O Conselho de Administração da CP informou que chegou a acordo com o STEMEFE, refletindo uma convergência de posições relativamente à "aplicação e evolução dos horários de trabalho das oficinas afetas à manutenção do Metro do Porto". Este entendimento possibilitou a desconvocação "com efeitos imediatos" das greves decretadas, que se prolongavam desde janeiro.
Na mensagem da administração da empresa, liderada por Pedro Moreira, a CP reconhece a recetividade do sindicato para fazer parte da solução e reafirma o compromisso em trabalhar para "assegurar um ambiente de trabalho justo e motivador". As partes reconheceram ainda ser essencial para a sustentabilidade da empresa o reforço do clima de paz laboral resultante deste diálogo.
Os constrangimentos na rede começaram a sentir-se a 16 de janeiro, altura em que a Metro do Porto anunciou que a circulação estava a ser afetada pela greve no fornecedor de manutenção, obrigando à supressão de viagens e à circulação de veículos com menor capacidade. Apesar de ter estimado inicialmente uma "normalização progressiva" para o final de janeiro, a transportadora comunicou, a 2 de fevereiro, que a greve se prolongaria por "algumas semanas".

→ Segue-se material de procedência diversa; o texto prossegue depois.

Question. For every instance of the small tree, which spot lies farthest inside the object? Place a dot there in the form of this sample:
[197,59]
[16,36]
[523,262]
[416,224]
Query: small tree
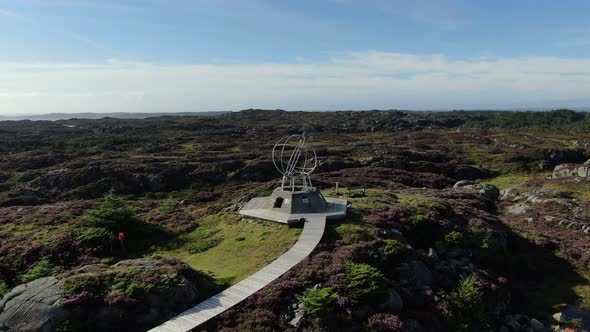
[113,214]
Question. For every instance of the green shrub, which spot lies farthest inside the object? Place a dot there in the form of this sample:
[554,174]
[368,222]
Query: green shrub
[92,236]
[392,250]
[112,214]
[576,323]
[137,290]
[352,233]
[418,217]
[317,301]
[204,244]
[454,238]
[3,289]
[80,283]
[440,208]
[362,281]
[463,308]
[166,206]
[43,268]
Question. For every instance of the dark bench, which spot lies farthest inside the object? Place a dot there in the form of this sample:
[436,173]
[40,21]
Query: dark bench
[357,190]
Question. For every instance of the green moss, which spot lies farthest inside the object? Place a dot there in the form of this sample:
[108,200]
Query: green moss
[392,250]
[438,207]
[166,206]
[317,301]
[454,238]
[362,281]
[92,236]
[43,268]
[353,233]
[230,261]
[137,290]
[83,283]
[464,308]
[204,244]
[3,289]
[113,214]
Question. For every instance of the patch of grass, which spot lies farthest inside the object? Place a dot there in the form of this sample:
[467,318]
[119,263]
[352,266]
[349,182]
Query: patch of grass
[3,289]
[231,260]
[166,206]
[362,281]
[353,233]
[317,301]
[43,268]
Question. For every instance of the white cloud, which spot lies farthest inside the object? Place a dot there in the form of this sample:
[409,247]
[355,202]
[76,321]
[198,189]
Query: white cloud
[355,80]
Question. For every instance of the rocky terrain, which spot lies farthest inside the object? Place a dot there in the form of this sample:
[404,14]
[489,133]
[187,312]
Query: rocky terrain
[471,222]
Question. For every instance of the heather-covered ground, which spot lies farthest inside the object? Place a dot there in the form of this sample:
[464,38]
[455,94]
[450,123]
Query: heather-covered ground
[414,254]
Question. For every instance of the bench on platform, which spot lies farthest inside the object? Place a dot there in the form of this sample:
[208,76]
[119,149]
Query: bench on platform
[357,190]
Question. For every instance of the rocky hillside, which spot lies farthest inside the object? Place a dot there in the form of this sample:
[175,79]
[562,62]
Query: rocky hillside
[471,222]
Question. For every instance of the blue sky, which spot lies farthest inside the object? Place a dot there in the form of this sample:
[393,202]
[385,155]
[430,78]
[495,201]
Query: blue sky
[78,56]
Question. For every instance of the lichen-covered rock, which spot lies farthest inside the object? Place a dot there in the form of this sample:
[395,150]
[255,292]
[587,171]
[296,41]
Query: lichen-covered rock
[488,191]
[33,306]
[132,294]
[572,170]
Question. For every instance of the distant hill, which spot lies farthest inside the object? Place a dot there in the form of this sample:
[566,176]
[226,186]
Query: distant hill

Já na passada terça-feira, a Metro do Porto tinha anunciado uma redução de veículos e frequências em várias linhas, atualizando os horários a partir de dia 11 de fevereiro para garantir um ajuste provisório face aos "grandes condicionamentos" operacionais, dia 11 de fevereiro]. Durante o período de greve, à qual a Metro do Porto afirmou ser alheia, a empresa procurou mitigar os impactos garantindo prioridade aos eixos e períodos de maior procura, embora muitas viagens tenham sido realizadas em veículos simples em vez de duplos.